Der Deutsche Verband für Schweißen und verwandte Verfahren (DVS) hat entsprechende Lehrgänge in der Kleb­technik entwickelt. Diese Aus- und Weiter­bildungen sind sowohl auf nationaler als auch auf euro­päischer Ebene etabliert:


  • DVS-Klebtechnologe (ABT)
  • Klebpraktiker/European Adhesive Bonder (EAB)
  • Klebfachkraft/European Adhesive Specialist (EAS)
  • Klebfachingenieur/European Adhesive Engineer (EAE)

Vom DVS zugelassene Bildungs­einrichtungen bieten die entsprech­enden Kurse an. In der Regel ist die Weiter­bildung zur Kleb­fachkraft ein dreiwöchiger Vollzeit­lehrgang. Der Lehr­gang zum Kleb­praktiker dauert eine Woche. Die acht­wöchige Ausbildung zum Klebfach­ingenieur richtet sich an Personen in leitenden Positionen.

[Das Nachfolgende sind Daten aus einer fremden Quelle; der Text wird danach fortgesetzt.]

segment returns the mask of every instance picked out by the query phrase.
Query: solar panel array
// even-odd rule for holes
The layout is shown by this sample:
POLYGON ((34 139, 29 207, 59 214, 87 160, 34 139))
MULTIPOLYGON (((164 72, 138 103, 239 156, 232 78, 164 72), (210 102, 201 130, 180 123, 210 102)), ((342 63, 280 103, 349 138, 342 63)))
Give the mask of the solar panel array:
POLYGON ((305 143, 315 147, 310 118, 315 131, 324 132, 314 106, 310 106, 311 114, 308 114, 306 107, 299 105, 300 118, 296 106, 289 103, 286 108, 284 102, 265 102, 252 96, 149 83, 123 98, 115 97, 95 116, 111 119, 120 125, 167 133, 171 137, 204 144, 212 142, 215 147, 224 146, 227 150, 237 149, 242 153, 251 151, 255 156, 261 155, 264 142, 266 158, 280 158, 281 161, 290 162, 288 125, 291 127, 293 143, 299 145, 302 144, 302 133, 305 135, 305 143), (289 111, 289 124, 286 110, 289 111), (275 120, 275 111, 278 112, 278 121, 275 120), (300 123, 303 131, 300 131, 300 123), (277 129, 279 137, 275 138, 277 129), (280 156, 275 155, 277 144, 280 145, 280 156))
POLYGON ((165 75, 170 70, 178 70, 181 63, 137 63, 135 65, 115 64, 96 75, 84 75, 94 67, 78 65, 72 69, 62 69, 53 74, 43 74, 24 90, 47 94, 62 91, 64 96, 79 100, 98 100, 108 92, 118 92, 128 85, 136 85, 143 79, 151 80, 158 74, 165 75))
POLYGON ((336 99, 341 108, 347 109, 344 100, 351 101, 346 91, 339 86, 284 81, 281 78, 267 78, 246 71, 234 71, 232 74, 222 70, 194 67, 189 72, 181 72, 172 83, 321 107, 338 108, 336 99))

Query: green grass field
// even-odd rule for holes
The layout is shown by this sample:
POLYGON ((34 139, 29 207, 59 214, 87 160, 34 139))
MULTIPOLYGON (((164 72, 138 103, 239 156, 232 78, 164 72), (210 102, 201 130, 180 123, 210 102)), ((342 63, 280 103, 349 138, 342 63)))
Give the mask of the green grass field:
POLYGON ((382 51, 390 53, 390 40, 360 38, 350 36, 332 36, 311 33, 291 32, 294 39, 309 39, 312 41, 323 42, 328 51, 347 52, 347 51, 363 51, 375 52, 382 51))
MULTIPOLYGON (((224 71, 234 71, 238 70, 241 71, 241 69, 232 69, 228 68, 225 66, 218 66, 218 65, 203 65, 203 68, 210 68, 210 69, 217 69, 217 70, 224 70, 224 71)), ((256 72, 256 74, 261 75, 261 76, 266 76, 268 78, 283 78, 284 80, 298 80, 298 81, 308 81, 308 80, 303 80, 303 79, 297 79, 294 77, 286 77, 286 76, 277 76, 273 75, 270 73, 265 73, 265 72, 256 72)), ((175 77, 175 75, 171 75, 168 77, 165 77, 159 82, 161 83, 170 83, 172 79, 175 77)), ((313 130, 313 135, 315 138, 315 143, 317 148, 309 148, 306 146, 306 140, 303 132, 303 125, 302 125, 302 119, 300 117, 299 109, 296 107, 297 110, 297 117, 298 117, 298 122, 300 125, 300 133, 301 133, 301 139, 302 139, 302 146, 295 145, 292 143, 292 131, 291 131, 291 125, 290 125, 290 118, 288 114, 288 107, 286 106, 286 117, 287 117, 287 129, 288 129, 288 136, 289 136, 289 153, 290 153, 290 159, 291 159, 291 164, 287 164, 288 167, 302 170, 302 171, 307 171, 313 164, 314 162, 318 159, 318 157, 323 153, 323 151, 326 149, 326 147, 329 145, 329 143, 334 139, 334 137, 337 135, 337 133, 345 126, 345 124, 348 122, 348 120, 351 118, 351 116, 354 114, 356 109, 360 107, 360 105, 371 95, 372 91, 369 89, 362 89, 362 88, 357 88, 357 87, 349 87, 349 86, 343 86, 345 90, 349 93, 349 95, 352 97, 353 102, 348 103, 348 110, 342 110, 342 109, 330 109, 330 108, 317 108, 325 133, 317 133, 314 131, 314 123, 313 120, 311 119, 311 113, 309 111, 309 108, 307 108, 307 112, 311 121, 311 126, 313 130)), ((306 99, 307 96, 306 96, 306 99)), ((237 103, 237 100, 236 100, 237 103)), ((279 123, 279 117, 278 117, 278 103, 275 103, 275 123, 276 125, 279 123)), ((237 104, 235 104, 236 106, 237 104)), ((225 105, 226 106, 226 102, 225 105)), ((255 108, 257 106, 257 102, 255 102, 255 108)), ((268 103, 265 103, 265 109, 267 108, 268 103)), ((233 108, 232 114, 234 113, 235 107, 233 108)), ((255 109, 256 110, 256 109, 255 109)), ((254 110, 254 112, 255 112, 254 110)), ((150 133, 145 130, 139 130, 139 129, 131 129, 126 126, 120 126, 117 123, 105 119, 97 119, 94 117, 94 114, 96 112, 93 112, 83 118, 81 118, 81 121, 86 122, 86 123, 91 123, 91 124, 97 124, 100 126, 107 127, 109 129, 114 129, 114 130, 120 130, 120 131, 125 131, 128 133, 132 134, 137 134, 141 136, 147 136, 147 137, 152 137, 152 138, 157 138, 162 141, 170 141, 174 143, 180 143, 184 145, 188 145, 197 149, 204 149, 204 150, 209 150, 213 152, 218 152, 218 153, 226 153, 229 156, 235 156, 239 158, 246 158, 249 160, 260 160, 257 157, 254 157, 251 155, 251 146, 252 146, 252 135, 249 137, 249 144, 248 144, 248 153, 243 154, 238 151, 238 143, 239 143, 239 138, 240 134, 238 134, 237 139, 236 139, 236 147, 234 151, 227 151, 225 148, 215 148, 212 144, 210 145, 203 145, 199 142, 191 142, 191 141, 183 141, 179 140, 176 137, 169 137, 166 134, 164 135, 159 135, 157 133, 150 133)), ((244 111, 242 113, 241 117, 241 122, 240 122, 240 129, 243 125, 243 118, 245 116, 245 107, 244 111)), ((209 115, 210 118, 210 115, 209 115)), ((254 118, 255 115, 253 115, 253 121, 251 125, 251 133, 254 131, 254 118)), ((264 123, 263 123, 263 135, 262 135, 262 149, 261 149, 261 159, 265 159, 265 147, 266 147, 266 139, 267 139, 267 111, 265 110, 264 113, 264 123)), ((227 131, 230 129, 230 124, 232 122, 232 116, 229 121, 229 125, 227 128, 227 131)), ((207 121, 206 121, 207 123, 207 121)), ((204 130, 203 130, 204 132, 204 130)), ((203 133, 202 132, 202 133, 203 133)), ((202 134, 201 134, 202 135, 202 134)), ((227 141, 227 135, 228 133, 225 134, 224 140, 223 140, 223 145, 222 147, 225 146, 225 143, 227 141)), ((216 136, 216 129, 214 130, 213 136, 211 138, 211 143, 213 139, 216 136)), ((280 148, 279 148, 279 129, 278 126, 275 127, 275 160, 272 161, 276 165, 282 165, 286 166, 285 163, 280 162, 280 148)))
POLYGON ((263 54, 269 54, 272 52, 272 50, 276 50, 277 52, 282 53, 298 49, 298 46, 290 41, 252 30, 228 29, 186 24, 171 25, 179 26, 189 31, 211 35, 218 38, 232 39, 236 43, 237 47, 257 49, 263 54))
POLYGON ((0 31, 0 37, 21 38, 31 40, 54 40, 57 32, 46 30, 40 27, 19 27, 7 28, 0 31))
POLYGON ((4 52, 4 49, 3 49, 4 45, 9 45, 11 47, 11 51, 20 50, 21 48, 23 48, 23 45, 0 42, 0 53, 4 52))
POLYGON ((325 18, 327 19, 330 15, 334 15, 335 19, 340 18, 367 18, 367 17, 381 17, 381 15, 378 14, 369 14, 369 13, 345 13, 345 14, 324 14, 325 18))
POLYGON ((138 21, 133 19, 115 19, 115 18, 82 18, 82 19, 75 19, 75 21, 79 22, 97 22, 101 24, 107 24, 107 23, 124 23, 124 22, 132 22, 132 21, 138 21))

Zudem bietet der DVS auch Auffrischungs­kurse an, um das Wissen auf den neuesten Stand zu bringen. Weiter gibt es Sonder­lehrgänge, um sich in einem bestimmten Bereich zu spezialisieren. Diese können auch inner­betrieblich absolviert werden.

Wie viel verdient man als Kleb­fachkraft?

Das Gehalt einer Klebfach­kraft ist stark abhängig von der Branche, Betriebs­größe und dem erlernten Wissen. Mit einer entsprech­enden Ausbildung im Metall­bereich liegt das Einstiegs­gehalt von Klebfach­kräften bei circa 2.800 € und 3.080 € brutto im Monat. Vor allem mit zuneh­mender Berufs­erfahrung und entsprech­enden Qualifi­kationen steigt der Verdienst enorm. So erwartet Klebfach­ingenieure beispiels­weise im Schnitt 5.019 € brutto im Monat. (Quelle: Gehalt.de)

Wie gefragt sind Kleb­fach­kräfte?

In der Klebtechnik ist qualifiziertes Personal unabdingbar. Kleb­technische Verfahren entwickeln sich ständig weiter. Es braucht daher Mitarbeiter mit speziellen Kenntnissen, welche fach­gerecht die Vorgänge ausführen, damit es nicht zu schwer­wiegenden Fehlern kommt. Besonders spezialisierte Kleb­fachkräfte in einem bestimmten Bereich sind sehr gefragt, da die Vorgänge sehr individuell sind. Es ist daher empfehlens­wert, sich ständig weiter­zubilden.